How To Naturally Treat Sore Muscles After Working Out

 


If you've been working on your health and fitness goals this year, working out may be part of your plan. Part and parcel of working out is muscle pain.

When our muscles are worked, they can become sore and this is why it's important to have rest days if you're working out frequently. Looking after your muscles is important, especially if you're working on your fitness goals, as you don't want to strain or damage yourself, as this will not only be highly uncomfortable, but it'll jeopardise your fitness goals too. Remember those rest days!

If you're feeling sore after your workouts and are looking to treat your sore muscles naturally, here are 8 ways that can be effective.

Apply natural analgesic creams or ointments containing ingredients like arnica, menthol, eucalyptus, or capsaicin. These can provide relief by reducing pain and inflammation.

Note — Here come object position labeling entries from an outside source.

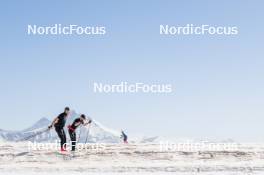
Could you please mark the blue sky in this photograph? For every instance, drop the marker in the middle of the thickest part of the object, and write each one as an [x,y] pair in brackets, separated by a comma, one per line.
[218,80]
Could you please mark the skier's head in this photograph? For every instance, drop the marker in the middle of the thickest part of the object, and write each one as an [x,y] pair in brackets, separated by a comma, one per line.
[83,117]
[67,110]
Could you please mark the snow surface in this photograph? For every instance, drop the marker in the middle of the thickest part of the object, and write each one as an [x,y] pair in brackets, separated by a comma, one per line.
[128,159]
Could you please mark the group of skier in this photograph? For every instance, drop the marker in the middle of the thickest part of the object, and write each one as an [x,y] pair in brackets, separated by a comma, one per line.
[59,124]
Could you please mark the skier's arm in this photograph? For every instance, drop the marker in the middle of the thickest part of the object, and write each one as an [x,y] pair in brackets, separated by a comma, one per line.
[54,122]
[87,122]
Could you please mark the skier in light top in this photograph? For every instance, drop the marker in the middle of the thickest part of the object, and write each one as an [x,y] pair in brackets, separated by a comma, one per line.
[124,136]
[59,123]
[77,122]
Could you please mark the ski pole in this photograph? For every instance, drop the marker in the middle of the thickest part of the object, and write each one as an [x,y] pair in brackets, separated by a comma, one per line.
[87,134]
[33,135]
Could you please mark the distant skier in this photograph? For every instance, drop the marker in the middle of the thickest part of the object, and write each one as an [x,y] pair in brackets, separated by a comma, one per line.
[71,128]
[59,123]
[124,136]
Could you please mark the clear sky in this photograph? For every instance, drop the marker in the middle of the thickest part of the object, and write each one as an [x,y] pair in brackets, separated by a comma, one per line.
[218,80]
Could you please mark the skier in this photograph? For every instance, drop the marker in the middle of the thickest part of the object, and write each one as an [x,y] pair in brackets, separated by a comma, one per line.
[71,128]
[124,136]
[59,123]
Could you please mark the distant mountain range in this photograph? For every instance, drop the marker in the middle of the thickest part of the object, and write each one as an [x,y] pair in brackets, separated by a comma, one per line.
[95,133]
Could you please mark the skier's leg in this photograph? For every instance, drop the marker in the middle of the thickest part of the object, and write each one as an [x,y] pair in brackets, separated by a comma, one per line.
[73,140]
[58,130]
[63,139]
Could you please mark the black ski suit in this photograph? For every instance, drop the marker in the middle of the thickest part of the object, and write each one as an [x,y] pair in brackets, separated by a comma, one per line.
[59,129]
[77,122]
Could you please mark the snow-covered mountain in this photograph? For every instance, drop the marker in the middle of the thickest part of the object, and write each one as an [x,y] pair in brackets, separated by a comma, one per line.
[95,132]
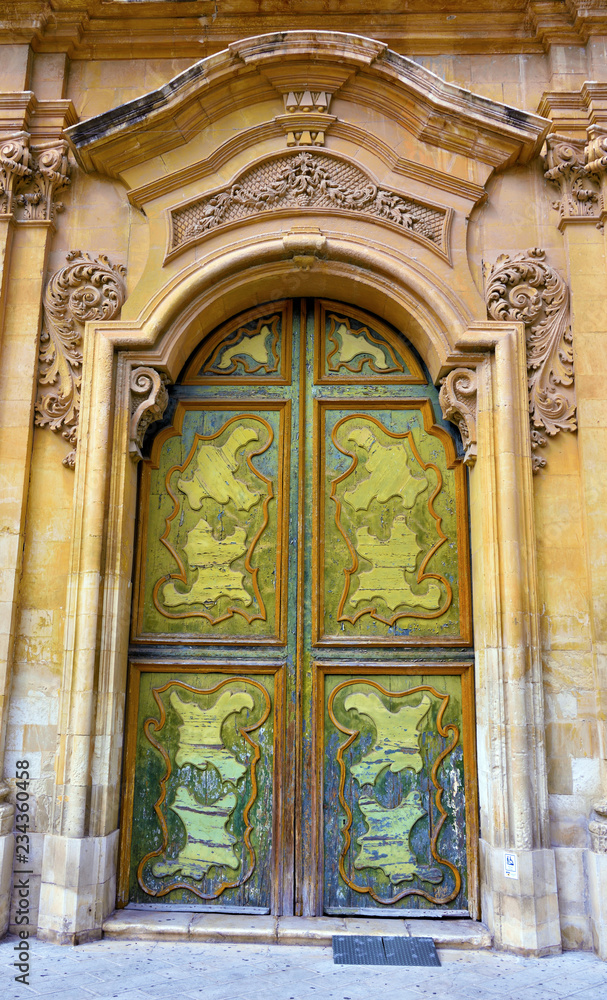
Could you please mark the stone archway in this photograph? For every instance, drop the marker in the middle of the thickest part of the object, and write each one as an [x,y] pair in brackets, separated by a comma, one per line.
[348,256]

Apply topical creams and gels:


Topical pain relief gel and creams, such as menthol cream, can provide an almost instant relief to muscle soreness and are easy to use. Having a a menthol cream, such as Dr. Hoy's Pain Relief Gel, is an easy way to treat muscles aches and other pain such as joint aches, back pain, neck pain, etc. - all pains that can come from working out.

Keeping a menthol cream in your medicine cabinet for those post-workout aches and pains is a good call!

Heat Therapy:

Applying a warm compress or heating pad to the affected area helps increase blood flow, relax muscles, and alleviate pain.

Microwavable heating bags and pads are a good, cost-effective option to have at hand at home for some post-workout muscle stress relief.


Cold Therapy:

Use an ice pack or cold compress to reduce inflammation and numb the area. Cold therapy is especially beneficial for acute muscle injuries - one to remember if you unfortunately happen to strain yourself when working out or lifting weights.


Essential Oils:

Certain essential oils, such as lavender, peppermint, chamomile, and eucalyptus, may have analgesic and anti-inflammatory properties. Mix with a carrier oil and massage into the affected area for natural relief.


Massage:

Gentle massage can help relax tense muscles and improve blood circulation. You can use your hands, ask a loved one to help massage the affected area or seek professional massage therapy.

Stretching and Yoga:

Always remember to stretch pre-workout. If you're looking for some pre workout inspiration, try these 10 stretches to do before every workout. Incorporate gentle stretching or yoga exercises into your routine to improve flexibility and reduce muscle tension.

Epsom Salt Bath:

Soaking in a warm bath with Epsom salts can help relax muscles and reduce soreness. Epsom salts contain magnesium, which is known to alleviate muscle cramps.

Hydration:

Ensure you are adequately hydrated, as dehydration can contribute to muscle cramps and soreness. Invest in a large water bottle to keep your water at hand at all times and sip throughout the day to ensure you're hitting those hydration levels.

Rest and Sleep:

What could be a more natural remedy than sleep? Give your muscles time to rest and recover while catching some z's. Adequate sleep is crucial for overall muscle health and repair and to give us the energy to continue working out and achieving our health and fitness goals.

It's important to remember to consult with a healthcare professional if you have persistent or severe muscle pain, as it could be a sign of an underlying issue that requires medical attention - and not something that can be treated with the above natural solutions.